Não, não era essa a pessoa mais solitária do mundo, porque Maria conhecia a pessoa mais sozinha da face da terra: ela mesma. Mesmo assim, concordou com seu cliente, na esperança de uma boa gorjeta - que veio. E a partir daquele comentário, entendeu que precisava descobrir algo para liberar seus clientes da pressão enorme que pareciam carregar; isso significaria uma melhora na qualidade dos seus serviços, e uma possibilidade de dinheiro extra.

Quando entendeu que liberar a tensão da alma era tão ou mais lucrativo do que liberar a tensão do corpo, voltou a freqüentar a biblioteca. Começou a pedir livros sobre problemas conjugais, psicologia, política, e a bibliotecária estava encantada - porque a menina pela qual tinha tanto carinho desistira de ficar pensando em sexo e agora se concentrava em coisas mais importantes. Passou a ler regularmente os jornais, acompanhando, sempre que possível, as páginas de economia - já que a maior parte dos seus clientes eram executivos.

Pediu livros de auto-ajuda - pois quase todos lhe pediam conselhos. Estudou tratados sobre a emoção humana - uma vez que todos sofriam, por uma razão ou por outra. Maria era uma prostituta respeitável, diferente, e ao final de seis meses de trabalho, tinha uma clientela seleta, grande, e fiel, e despertava a inveja, o ciúme, mas também a admiração das companheiras.
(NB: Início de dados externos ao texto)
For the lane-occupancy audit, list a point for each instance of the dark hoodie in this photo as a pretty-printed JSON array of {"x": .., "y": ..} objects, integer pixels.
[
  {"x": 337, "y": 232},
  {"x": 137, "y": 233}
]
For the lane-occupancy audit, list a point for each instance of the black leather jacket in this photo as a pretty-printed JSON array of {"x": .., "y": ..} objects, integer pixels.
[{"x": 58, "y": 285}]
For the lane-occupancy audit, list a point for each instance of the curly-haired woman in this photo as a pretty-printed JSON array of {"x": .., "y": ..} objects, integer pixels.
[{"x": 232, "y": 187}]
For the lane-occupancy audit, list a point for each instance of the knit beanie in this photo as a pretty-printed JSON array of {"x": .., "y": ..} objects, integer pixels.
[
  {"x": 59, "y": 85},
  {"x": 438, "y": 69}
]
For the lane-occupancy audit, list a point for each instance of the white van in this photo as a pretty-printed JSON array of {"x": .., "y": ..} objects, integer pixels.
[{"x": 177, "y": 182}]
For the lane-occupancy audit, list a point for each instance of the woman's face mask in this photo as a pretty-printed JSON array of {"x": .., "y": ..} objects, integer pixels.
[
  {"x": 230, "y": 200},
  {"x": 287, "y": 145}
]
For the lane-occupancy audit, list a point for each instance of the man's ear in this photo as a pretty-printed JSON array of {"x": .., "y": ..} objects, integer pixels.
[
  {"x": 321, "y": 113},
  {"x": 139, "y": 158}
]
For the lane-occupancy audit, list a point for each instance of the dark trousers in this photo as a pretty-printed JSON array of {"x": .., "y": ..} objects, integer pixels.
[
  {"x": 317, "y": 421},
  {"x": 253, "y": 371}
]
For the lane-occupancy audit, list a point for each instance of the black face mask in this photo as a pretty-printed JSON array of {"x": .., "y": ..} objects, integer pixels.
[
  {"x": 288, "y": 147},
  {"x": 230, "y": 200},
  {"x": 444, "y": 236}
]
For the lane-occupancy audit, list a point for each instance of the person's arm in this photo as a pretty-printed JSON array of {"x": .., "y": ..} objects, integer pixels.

Quanto ao sexo, até aquele momento nada tinha acrescentado a sua vida: era abrir as pernas, exigir que colocassem um preservativo, gemer um pouco para aumentar a possibilidade de uma gorjeta (graças à filipina Nyah ela descobrira que os gemidos podiam render cinqüenta francos a mais), e tomar uma ducha logo após a relação, de modo que a água lavasse um pouco a sua alma. Nada de variações. Nada de beijo - o beijo, para uma prostituta, era mais sagrado que qualquer outra coisa. Nyah lhe ensinara que devia conservar o beijo para o amado da sua vida, como no conto da Bela Adormecida; um beijo que a faria despertar do sono e voltar ao mundo do conto de fadas, no qual a Suíça se transformava de novo no país do chocolate, das vacas e dos relógios.

Também nada de orgasmos, prazer, ou coisas excitantes. Na busca para ser a melhor de todas, Maria andara assistindo a algumas sessões de filmes pornográficos, esperando aprender algo que pud esse usar no seu trabalho. Tinha visto muita coisa interessante, mas que não se animava a praticar com os seus clientes - demoravam muito, e Milan sempre ficava contente quando as mulheres se encontravam com três pessoas por noite.

No final do semestre, Maria tinha colocado sessenta mil francos no banco, passara a comer em restaurantes mais caros, comprara uma TV (que nunca usava, mas que gostava de ter perto) e agora considerava seriamente a possibilidade de mudar para um apartamento melhor. Já podia comprar livros, mas continuava a freqüentar a biblioteca, que era sua ponte para o mundo real, mais sólido e mais duradouro. Gostava de conversar com a bibliotecária, que estava feliz porque Maria finalmente arranjara um amor, e talvez um emprego, embora não perguntasse nada, já que os suíços são tímidos e discretos (verdadeira mentira, porque no Copacabana e na cama eram desinibidos, alegres ou complexados como qualquer outro povo do mundo).